The blood staining the two fingertips congealed quickly in the cold afternoon air. The brief ceremony concluded, the boys skated back out onto the ice and rejoined the hockey game in progress.
The puck was a black bullet moving over the frozen lake like a penny skidding across a newly waxed floor. The boy in gray trapped it momentarily with his stick, then took off across the lake, skating in long, self-assured strides. The December wind howled and the snow fell in a thick white curtain, obscuring his vision. Intent on making this goal, he failed to hear the ice cracking beneath the serrated steel runners of his skates.
Nor did he see the jagged fissure widening in front of him.
The fragile ice gave way, sounding like shattering crystal. One minute the boy was streaking across the surface of the lake, a long-legged gray blur; the next minute he found himself sinking lower and lower, surrounded by cold dark water.
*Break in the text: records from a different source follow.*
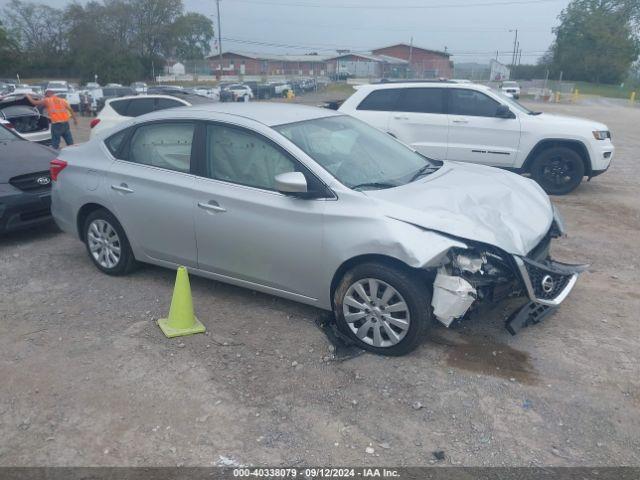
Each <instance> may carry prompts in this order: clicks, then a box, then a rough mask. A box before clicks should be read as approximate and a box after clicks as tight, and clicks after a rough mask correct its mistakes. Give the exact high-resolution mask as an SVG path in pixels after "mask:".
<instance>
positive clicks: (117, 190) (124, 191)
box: [111, 183, 133, 193]
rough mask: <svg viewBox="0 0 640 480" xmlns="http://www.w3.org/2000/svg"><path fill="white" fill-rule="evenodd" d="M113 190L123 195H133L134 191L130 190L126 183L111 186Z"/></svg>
mask: <svg viewBox="0 0 640 480" xmlns="http://www.w3.org/2000/svg"><path fill="white" fill-rule="evenodd" d="M111 189H112V190H116V191H118V192H122V193H133V190H131V189H130V188H129V185H127V184H126V183H121V184H120V185H111Z"/></svg>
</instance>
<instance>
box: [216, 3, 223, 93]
mask: <svg viewBox="0 0 640 480" xmlns="http://www.w3.org/2000/svg"><path fill="white" fill-rule="evenodd" d="M216 9H217V11H218V60H219V61H220V81H222V30H221V29H220V0H216Z"/></svg>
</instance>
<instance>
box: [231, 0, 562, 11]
mask: <svg viewBox="0 0 640 480" xmlns="http://www.w3.org/2000/svg"><path fill="white" fill-rule="evenodd" d="M558 1H560V0H505V1H487V2H482V3H471V4H439V5H370V4H360V5H344V4H342V5H328V4H322V3H294V2H286V1H285V2H280V1H267V2H260V1H258V0H235V3H251V4H253V5H264V6H281V7H302V8H336V9H364V10H400V9H402V10H405V9H415V10H427V9H447V8H473V7H493V6H506V5H535V4H540V3H550V2H558Z"/></svg>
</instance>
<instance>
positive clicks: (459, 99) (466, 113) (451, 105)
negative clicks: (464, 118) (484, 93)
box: [449, 88, 500, 117]
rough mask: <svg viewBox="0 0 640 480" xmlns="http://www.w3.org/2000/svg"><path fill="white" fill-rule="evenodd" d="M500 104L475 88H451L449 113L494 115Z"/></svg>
mask: <svg viewBox="0 0 640 480" xmlns="http://www.w3.org/2000/svg"><path fill="white" fill-rule="evenodd" d="M499 105H500V104H499V103H498V102H496V101H495V100H494V99H493V98H490V97H489V96H487V95H485V94H484V93H482V92H478V91H476V90H468V89H462V88H454V89H451V93H450V96H449V113H450V114H452V115H468V116H471V117H495V116H496V111H497V110H498V106H499Z"/></svg>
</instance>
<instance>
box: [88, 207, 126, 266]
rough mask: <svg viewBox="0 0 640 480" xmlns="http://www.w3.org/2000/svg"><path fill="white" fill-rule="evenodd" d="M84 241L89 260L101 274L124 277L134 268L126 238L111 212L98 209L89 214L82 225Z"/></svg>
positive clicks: (125, 236)
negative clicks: (98, 209)
mask: <svg viewBox="0 0 640 480" xmlns="http://www.w3.org/2000/svg"><path fill="white" fill-rule="evenodd" d="M84 241H85V244H86V246H87V252H88V253H89V258H91V260H92V261H93V263H94V265H95V266H96V267H98V269H100V270H101V271H102V272H104V273H107V274H109V275H126V274H127V273H129V272H130V271H131V270H133V268H134V267H135V264H136V260H135V258H134V256H133V252H132V251H131V247H130V246H129V241H128V239H127V236H126V235H125V233H124V230H123V228H122V226H121V225H120V223H119V222H118V220H117V219H116V217H115V216H114V215H113V214H112V213H111V212H109V211H107V210H104V209H99V210H96V211H94V212H91V213H90V214H89V216H88V217H87V219H86V220H85V223H84Z"/></svg>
Refusing to give in to panic, he searched for an escape route, but either the ice had closed behind him, or his momentum had carried him far beyond the opening. The ice over his head was as hard as the granite mountains that hovered over the boys' home.
As icy water began to replace the air in his young lungs, the boy realized he was going to die.
And then, unbelievably, he saw her, swimming toward him, surrounded by a warm golden light, her long hair streaming wetly behind her. Her remarkable eyes, as gray as the ice overhead but a great deal warmer, offered the same calm reassuring comfort as her smile.
As he took her strangely warm, outstretched hand, it crossed his mind that the idea of a mermaid living in a Vermont lake was impossible.
Then the world turned black.
When he woke, he was lying on a cot in the home's infirmary. The doctor, irritated at having been called away from his own children on this holiday, brusquely assured the boy that he'd live, then scolded him for behaving so recklessly.